硬くて伸びやすい、ポリマー材料「ガラス状ゲル」を開発
2024/07/20 06:30
米ノースカロライナ州立大学を中心とする研究チームが、50%以上を液体で構成した、硬くて伸びるポリマー材料「ガラス状ゲル」を開発した。ガラス状ゲルの製造は容易で、さまざまな応用が期待できるという。
同研究成果は2024年6月19日、『Nature』誌に掲載された。
ゲルとガラス状ポリマーは、本来は別物と見なされてきた材料だ。水筒や飛行機の窓などに使われるガラス状ポリマーは、硬くて壊れやすい。コンタクトレンズに使われるゲルは、液体を含み、柔らかくて伸びやすい。
研究チームは、ガラス状ポリマーと同じくらい硬く、十分な力を加えても壊れず、ゲルのように元の長さの5倍まで伸びる材料を開発して、「ガラス状ゲル」と名付けた。ガラス状ゲルは一度伸びても熱で元の長さに戻る性質を持ち、また、硬い材料としては珍しく、高い粘着性を持つ。ガラス状ゲルを特徴づける重要な点は、素材が50%以上液体で構成され、プラスチックより電気伝導性を示すということだ。
ガラス状ゲルは、ガラス状ポリマーの液体前駆体とイオン液体の混合液を型に流し込み、紫外線で硬化させることで、容易に作製可能だ。

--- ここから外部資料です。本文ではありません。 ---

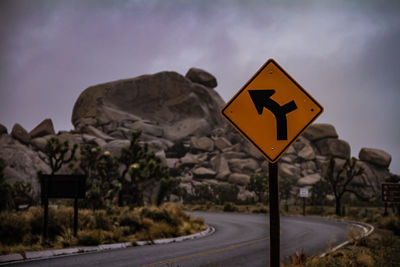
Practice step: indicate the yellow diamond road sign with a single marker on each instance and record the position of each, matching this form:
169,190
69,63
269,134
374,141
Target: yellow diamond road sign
271,110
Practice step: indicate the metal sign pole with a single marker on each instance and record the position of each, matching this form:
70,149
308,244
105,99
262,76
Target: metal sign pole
274,227
76,207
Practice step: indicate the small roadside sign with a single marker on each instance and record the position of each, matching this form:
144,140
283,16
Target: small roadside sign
271,110
391,192
304,192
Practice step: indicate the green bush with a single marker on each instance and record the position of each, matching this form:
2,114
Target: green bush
156,215
391,223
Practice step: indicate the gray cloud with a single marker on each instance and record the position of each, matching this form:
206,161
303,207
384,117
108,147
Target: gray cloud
344,53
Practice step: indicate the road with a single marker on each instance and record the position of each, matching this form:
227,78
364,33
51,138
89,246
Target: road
239,240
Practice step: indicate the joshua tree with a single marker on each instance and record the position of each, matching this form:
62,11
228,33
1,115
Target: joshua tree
167,186
57,153
140,167
342,181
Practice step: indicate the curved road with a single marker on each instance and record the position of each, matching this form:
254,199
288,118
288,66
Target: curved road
239,240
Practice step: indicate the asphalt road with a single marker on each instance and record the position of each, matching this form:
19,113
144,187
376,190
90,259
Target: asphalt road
239,240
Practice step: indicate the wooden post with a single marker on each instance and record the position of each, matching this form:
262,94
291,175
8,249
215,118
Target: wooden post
274,224
76,208
76,217
46,209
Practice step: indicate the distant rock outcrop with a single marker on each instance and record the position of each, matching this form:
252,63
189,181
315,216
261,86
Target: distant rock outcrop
19,133
375,156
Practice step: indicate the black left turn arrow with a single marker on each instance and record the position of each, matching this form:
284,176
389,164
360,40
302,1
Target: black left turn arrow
262,98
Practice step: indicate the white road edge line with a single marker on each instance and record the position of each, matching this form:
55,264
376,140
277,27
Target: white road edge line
366,233
56,253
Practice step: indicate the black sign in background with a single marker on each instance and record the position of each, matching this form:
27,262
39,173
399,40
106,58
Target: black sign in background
63,186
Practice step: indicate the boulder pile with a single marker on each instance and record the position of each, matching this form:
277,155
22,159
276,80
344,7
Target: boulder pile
179,120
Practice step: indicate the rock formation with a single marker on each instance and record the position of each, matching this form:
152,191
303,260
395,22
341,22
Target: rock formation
180,121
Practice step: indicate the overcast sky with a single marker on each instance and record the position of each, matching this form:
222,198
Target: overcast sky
344,53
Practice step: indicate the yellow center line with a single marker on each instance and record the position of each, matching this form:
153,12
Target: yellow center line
209,252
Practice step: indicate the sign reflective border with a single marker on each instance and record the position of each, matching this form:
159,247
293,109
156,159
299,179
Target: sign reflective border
271,110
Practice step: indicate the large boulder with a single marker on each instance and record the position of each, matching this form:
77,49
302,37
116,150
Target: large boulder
166,99
203,173
334,147
318,131
202,77
19,133
115,146
307,153
99,134
44,128
375,156
373,176
309,179
248,166
22,163
239,179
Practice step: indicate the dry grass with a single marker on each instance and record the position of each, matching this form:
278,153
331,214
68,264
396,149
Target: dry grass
21,231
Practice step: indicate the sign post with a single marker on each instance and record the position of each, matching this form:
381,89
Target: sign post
304,195
274,220
271,111
61,186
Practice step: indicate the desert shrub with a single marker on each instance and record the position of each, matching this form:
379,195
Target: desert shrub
167,186
156,215
164,230
225,192
131,221
102,221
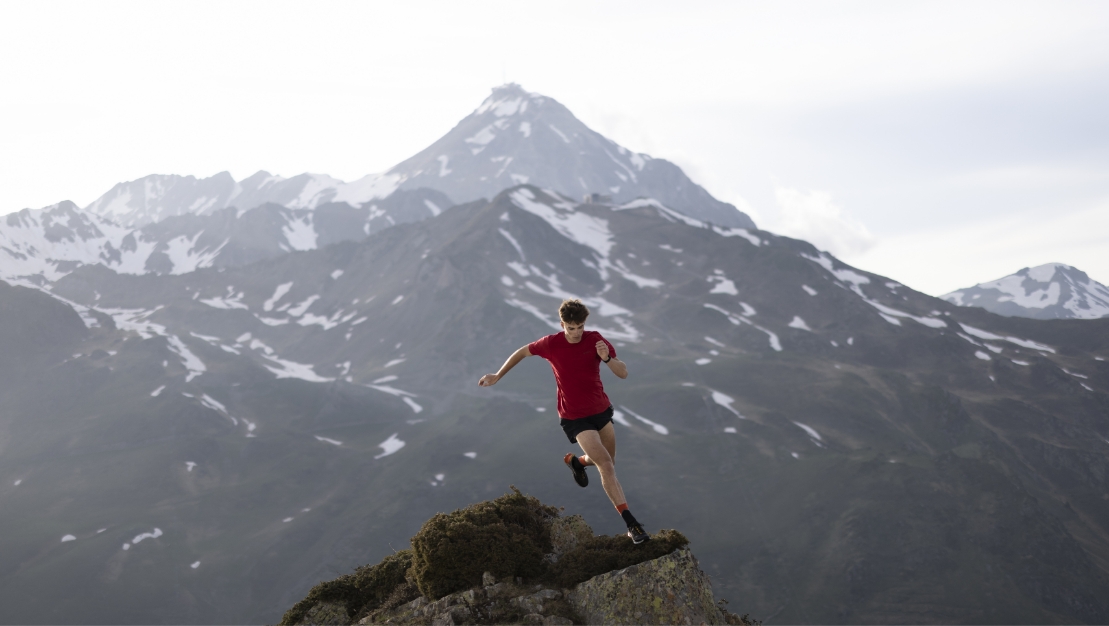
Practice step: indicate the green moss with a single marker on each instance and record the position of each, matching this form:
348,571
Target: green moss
360,592
507,536
603,553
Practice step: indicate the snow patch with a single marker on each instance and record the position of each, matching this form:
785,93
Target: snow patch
278,293
1023,343
654,425
812,432
153,535
799,323
390,445
726,402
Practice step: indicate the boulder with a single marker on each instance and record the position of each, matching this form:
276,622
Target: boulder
669,589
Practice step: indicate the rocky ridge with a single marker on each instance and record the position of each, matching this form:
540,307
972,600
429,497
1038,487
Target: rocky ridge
670,588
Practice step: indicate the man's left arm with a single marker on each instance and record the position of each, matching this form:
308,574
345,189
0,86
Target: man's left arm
614,364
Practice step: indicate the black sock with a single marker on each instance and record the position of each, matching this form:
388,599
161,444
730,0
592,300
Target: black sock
629,518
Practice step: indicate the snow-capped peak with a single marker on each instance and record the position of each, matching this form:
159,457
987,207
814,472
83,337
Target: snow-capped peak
1048,291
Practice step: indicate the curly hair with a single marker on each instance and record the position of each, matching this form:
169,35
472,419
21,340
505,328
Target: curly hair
572,312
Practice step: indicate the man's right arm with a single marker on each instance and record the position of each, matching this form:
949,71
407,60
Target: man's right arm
490,380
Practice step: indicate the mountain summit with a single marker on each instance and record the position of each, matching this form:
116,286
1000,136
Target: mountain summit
517,137
1045,292
514,138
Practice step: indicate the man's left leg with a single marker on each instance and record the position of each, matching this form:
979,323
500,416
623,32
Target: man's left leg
591,442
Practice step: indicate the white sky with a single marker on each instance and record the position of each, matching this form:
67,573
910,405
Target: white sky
938,143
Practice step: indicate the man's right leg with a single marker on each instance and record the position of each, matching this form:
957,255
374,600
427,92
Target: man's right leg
608,440
591,442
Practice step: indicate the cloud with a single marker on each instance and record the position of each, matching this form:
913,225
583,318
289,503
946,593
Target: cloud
814,218
956,255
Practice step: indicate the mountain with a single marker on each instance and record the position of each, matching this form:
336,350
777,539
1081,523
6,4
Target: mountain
42,245
175,224
158,197
516,137
1052,291
837,447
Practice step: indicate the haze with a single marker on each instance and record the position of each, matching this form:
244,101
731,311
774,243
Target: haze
940,144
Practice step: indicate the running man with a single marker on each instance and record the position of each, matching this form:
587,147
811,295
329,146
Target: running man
584,411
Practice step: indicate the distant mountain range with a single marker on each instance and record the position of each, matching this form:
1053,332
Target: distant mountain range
1046,292
205,414
175,224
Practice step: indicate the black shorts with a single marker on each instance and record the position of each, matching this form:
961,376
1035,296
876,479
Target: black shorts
572,427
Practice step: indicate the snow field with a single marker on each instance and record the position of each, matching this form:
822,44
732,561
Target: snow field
390,445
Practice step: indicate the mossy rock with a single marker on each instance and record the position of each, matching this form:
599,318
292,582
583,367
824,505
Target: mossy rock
507,537
603,553
348,596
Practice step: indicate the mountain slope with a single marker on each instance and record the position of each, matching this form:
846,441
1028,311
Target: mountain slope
41,246
1047,292
512,138
158,197
837,447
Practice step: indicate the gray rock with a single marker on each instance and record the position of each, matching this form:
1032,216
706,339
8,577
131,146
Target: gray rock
566,534
669,589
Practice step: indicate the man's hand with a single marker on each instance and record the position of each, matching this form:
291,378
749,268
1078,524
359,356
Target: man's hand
602,350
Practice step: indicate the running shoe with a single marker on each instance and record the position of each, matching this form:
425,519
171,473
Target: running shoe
578,468
638,534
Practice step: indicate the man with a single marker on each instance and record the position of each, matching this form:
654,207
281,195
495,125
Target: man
584,411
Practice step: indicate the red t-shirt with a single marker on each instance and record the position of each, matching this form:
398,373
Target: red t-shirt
577,371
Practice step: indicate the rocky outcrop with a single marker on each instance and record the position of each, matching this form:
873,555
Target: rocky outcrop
579,578
669,589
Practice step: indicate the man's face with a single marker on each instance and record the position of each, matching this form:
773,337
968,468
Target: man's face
573,331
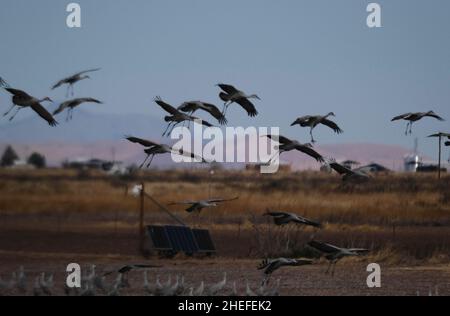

ゲルの作製では、通常、ポリマーに溶媒を加えると、溶媒がポリマー鎖を押し広げ、ポリマーを柔らかく伸びやすくさせる。ガラス状ゲルでは同様に、イオン液体がポリマー鎖を押し広げ、伸びやすくさせるが、同時にイオン液体がポリマー鎖を引き寄せ、丈夫で均質なネットワークを形成するため、素材が硬くなる。結果、ガラス状ポリマーのように硬く、ゲルのように伸びやすいガラス状ゲルが完成する。
研究チームは、さまざまな種類のポリマーとイオン液体を使用してガラス状ゲルの作製に成功した。電荷を帯びたポリマーや極性のあるポリマーは、イオン液体と親和性があるため、ガラス状ゲルへの適用が期待できる。
ノースカロライナ州立大学のMichael Dickey教授は、「ガラス状ゲルは、非常に簡単に製造できます。私たちは、ガラス状ゲルの応用のために共同研究者と協力したいと考えています」と説明した。